Maya del Mar's Daykeeper Journal: Astrology, Consciousness and Transformation
Andromeda Galaxy by Dave Rowe (
Photo by Dave Rowe

A U G U S T  2 0 0 2   S K Y W A T C H

Perseid Meteor Showers
by Maya del Mar

One of the major sky events of every August is the Perseid meteor shower, which peaks around August 12, this year at 6 p.m. EDT on August 12. This is perfect for the eastern hemisphere, but on the other hand the west gets two chances to see a pretty good shower, once before dawn on Monday morning, August 12, and again into late evening and overnight into Tuesday, August 13.

The Perseid meteor shower occurs as Earth moves through the debris of Comet Swift-Tuttle, which last visited the inner solar system in 1992.

The time to begin watching is after midnight, when Perseus begins to rise in the East.

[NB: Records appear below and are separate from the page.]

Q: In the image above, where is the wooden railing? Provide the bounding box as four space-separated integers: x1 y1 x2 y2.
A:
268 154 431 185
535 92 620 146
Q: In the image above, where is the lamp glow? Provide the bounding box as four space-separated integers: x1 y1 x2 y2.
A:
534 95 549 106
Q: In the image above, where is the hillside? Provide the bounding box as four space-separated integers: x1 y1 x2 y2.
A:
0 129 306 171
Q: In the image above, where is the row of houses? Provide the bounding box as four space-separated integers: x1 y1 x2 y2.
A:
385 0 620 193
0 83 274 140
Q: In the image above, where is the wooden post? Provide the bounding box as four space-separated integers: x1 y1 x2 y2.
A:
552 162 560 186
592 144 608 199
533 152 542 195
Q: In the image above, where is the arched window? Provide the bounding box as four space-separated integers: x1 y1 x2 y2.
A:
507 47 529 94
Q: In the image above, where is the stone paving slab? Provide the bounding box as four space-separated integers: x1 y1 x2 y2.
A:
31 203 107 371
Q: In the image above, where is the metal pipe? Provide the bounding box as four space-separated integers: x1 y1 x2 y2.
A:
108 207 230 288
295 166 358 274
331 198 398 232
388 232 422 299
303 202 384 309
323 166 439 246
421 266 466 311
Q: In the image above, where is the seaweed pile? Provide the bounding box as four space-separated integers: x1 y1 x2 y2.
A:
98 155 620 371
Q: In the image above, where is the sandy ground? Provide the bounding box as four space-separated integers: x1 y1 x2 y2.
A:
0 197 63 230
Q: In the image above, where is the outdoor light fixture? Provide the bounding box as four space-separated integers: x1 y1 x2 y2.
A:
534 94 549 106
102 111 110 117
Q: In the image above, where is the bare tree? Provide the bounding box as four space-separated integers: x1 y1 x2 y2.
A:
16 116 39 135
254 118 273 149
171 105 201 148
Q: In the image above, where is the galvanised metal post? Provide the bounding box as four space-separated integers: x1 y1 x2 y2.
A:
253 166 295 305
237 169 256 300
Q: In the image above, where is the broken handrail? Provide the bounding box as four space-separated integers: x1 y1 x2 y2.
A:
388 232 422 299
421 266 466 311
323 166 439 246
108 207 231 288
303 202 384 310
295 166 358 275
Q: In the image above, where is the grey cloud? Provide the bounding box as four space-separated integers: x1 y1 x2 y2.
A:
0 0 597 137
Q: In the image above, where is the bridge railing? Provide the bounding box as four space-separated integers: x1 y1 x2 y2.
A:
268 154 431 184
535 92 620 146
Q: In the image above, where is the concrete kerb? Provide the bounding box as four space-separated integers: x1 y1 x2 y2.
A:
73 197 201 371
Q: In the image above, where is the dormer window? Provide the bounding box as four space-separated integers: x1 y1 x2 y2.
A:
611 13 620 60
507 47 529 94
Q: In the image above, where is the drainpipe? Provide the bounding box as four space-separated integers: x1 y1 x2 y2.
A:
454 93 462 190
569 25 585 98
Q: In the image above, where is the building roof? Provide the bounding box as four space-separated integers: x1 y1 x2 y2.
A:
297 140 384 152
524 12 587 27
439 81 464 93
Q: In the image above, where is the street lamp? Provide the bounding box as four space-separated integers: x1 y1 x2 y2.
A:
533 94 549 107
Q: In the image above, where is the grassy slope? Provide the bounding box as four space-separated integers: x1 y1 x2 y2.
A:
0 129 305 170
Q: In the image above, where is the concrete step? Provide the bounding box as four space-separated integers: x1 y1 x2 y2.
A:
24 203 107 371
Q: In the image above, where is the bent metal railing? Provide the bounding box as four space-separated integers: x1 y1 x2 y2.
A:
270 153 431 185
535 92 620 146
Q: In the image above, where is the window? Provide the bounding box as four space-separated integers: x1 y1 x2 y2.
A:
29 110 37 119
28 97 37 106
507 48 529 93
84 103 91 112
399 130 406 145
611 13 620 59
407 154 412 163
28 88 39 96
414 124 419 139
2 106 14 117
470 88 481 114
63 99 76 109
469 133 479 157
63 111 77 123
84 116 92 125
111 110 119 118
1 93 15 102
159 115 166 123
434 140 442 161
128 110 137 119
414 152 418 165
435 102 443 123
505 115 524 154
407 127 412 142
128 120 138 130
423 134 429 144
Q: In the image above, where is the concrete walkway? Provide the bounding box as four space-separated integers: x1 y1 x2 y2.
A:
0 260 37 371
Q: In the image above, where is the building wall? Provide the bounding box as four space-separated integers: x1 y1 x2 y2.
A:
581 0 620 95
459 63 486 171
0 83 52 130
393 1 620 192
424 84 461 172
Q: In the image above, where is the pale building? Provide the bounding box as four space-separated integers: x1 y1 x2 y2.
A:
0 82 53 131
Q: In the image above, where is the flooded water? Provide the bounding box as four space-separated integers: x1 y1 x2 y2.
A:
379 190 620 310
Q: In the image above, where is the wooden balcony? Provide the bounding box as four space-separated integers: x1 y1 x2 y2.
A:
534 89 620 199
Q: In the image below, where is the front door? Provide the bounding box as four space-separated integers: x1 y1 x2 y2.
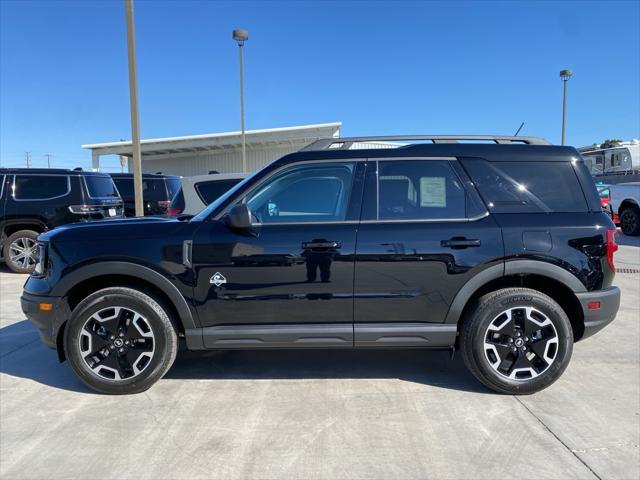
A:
353 158 503 347
192 161 363 348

By sunrise Perseus is above us, and just before dawn we can see the meteors' radiant streaming towards us from on high. During these early morning hours we may see 10-50 streaks per hour crossing the sky. Viewing will be particularly good this year because there will be no moonlight brightening the sky.

While we’re out meteor-watching, we may also see Saturn rise in the early morning hours. By month’s end, it rises within an hour of midnight. Jupiter rises three hours after Saturn, and by late August we can see it in the dark morning skies.

Brilliant Venus is still the jewel of the evening sky. Shortly after sunset on August 11, catch the lovely sight of the delicate new crescent moon near Venus. Venus is approaching the bright bluish star, Spica, in Virgo, and by month’s end they lie very close together.

If you think the moon appears smaller at some times than others, you’re right. The moon’s distance from earth varies. Apogee (farthest from earth) and perigee (closest to earth) are most noticeable when they occur with the full moon. This year apogee coincides with the full moons of August and September. See if you can notice a smaller full moon this month.